Sunday, June 24, 2012

The Kite Runner by Khaled Hosseini

Heartbreaking. Harrowing. Beautiful. Tragic. Haunting...Khaled Hosseini tells the story of Amir, a young Afghanistan boy from privilege, who lacks courage; betrays his one, true friend; and craves a father's love that is always just past the tips of his fingers. When war breaks out in 1978, his father and he leave all of their riches to flee to the United States. After almost twenty years, Amir receives a phone call, and he must go back to his homeland to face his demons and learn the true meaning of sacrifice. While there, he discovers the horrors caused by the Taliban - murdered orphans, public executions, and decaying bodies hanging on every corner - and meets up with an old nemisis who is determined to make sure that Amir doesn't make it out alive. 

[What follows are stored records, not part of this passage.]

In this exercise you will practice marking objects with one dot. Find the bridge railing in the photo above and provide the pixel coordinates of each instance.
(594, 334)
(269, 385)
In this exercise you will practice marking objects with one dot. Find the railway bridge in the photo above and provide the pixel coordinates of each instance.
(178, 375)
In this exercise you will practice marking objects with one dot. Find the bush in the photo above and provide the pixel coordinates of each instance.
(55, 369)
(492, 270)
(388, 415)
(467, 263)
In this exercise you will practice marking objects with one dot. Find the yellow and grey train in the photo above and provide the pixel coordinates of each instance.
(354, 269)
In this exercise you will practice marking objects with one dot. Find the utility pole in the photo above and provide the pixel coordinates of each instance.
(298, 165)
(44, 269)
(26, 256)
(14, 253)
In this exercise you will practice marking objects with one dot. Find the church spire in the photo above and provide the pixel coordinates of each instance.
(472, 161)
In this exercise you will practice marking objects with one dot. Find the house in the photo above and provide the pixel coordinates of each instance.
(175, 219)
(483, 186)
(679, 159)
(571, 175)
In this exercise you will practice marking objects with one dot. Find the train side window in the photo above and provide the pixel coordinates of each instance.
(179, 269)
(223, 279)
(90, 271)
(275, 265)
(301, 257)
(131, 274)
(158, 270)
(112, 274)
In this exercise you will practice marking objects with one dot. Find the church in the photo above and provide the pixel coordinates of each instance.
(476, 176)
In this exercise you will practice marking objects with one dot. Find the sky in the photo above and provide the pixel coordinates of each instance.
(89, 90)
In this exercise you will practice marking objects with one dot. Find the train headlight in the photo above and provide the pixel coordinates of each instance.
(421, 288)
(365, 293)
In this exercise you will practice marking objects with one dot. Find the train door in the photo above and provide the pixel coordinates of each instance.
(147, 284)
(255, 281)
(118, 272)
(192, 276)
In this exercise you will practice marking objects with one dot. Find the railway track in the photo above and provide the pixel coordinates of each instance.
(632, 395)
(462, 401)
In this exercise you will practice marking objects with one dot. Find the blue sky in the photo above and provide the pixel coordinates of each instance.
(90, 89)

This book is phenomenal! Everything that I thought I knew about Afghanistan was either exaggerated or incorrect. This novel paints a picture of a muslim country living in peace until a war broke out and changed its future forever. Thinking that the Taliban would bring them peace, citizens supported their efforts to thwart the communism of Russia. What they learned very quickly, however, was that the Taliban used lies and manipulation to gain support only to use it to begin a reign of terror so intense that people trembled when its name was uttered. In addition, citizens learned to be quiety compliant or else they got to witness their family tortured and murdered before it was their turn. The Taliban does not represent true muslims. If people learn nothing else from this novel, they need to stop listening to the propoganda. 

This is an excellent novel to teach in conjunction with Marjane Satrapi's PERSEPOLIS. Although her novel deals with the 1978 take over of Iran by Islamic radicals, many of the same themes and historical events coincide. I like to play audio clips of Hosseini reading poignant sections of his novel for the class so that they can hear the hypnotic quality of his voice and how his authentic dialect adds to the various scenes. 

This novel has a lot of graphic scenes. Although it is not an autobiography, it is based on events that Hosseini is all too familiar. The only reason someone wouldn't want to read this for graphic reasons is because the reality may be too much to bear.